A driver in a car traveling at a speed of 56.1 mi/h sees a deer 103 m away on the road. Calculate the minimum constant acceleration that is necessary for the car to stop without hitting the deer (assuming that the deer does not move in the meantime).
(in m/s^2)
56.1 mi/h = 25.1 m/s
v = Vi - a t
0 = 25.1 - a t so t = 25.1/a
d = (1/2) a t^2
206 = a t^2
206 = a(630/a^2) = 630/a
a = 3.06 m/s^2
(negative of course)
To calculate the minimum constant acceleration needed for the car to stop without hitting the deer, we can use the kinematic equation:
v² = u² + 2as
Where:
v = final velocity (which is 0 m/s since the car needs to stop)
u = initial velocity of the car (convert 56.1 mi/h to m/s)
a = acceleration
s = displacement (distance traveled by the car)
First, let's convert the initial velocity from miles per hour to meters per second. We know that 1 mile is equal to 1609.34 meters, and 1 hour is equal to 3600 seconds.

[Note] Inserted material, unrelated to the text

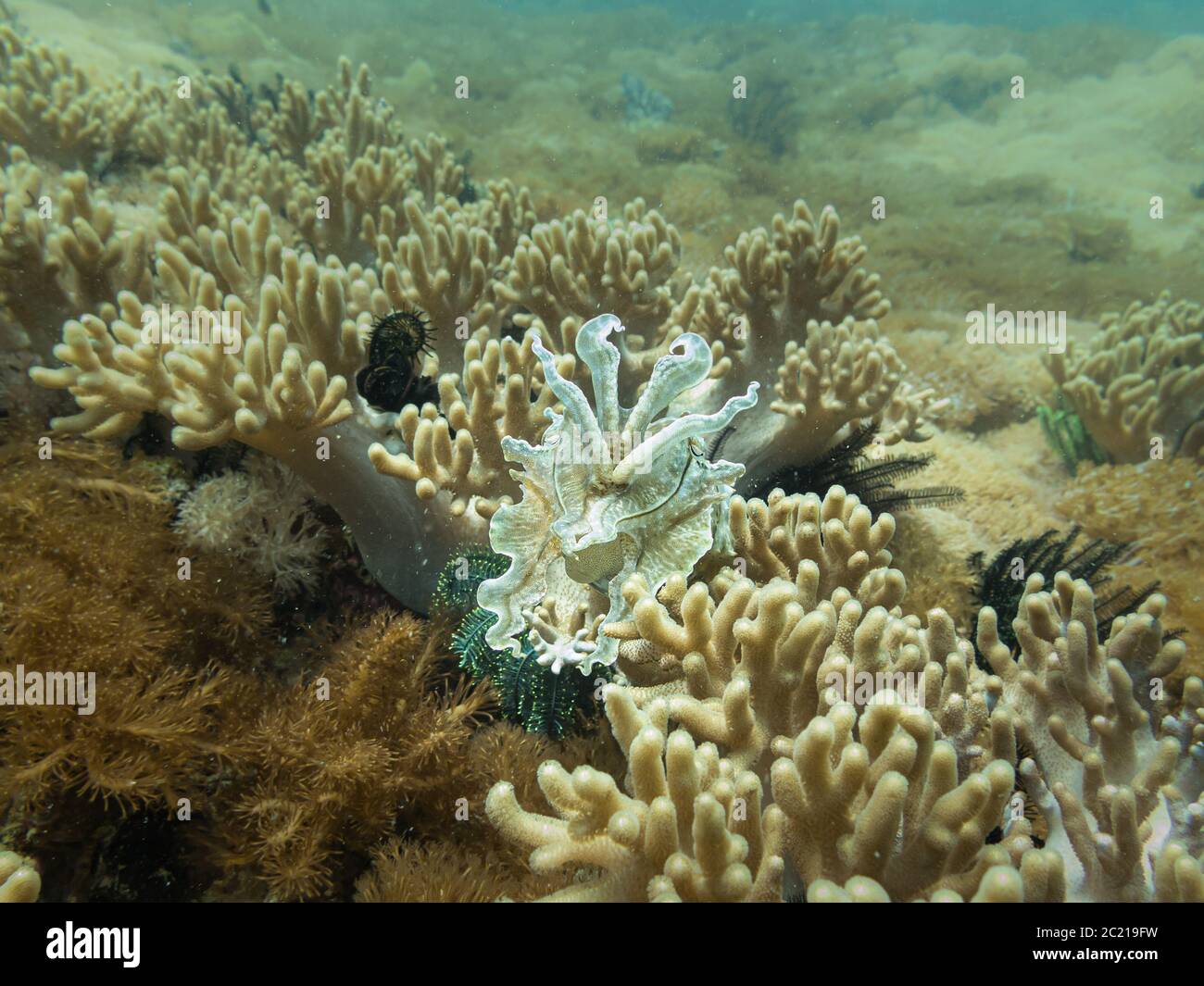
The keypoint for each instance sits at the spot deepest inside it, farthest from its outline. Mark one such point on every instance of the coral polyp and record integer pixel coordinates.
(609, 492)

So, the initial velocity (u) is given by:
u = 56.1 mi/h * (1609.34 m / 1 mi) * (1 h / 3600 s) = 25.06 m/s
Next, we need to convert the distance given in meters to kilometers:
s = 103 m
Plugging the values into the kinematic equation, we get:
0 = (25.06 m/s)² + 2a(103 m)
Expanding and simplifying the equation:
0 = 627.5036 + 206a
Rearranging the equation:
206a = -627.5036
Dividing both sides by 206, we find:
a = -627.5036 / 206
So, the minimum constant acceleration required for the car to stop without hitting the deer is approximately -3.04 m/s².
Note: The negative sign indicates that the acceleration is in the opposite direction of the initial velocity, which is necessary for the car to come to a stop.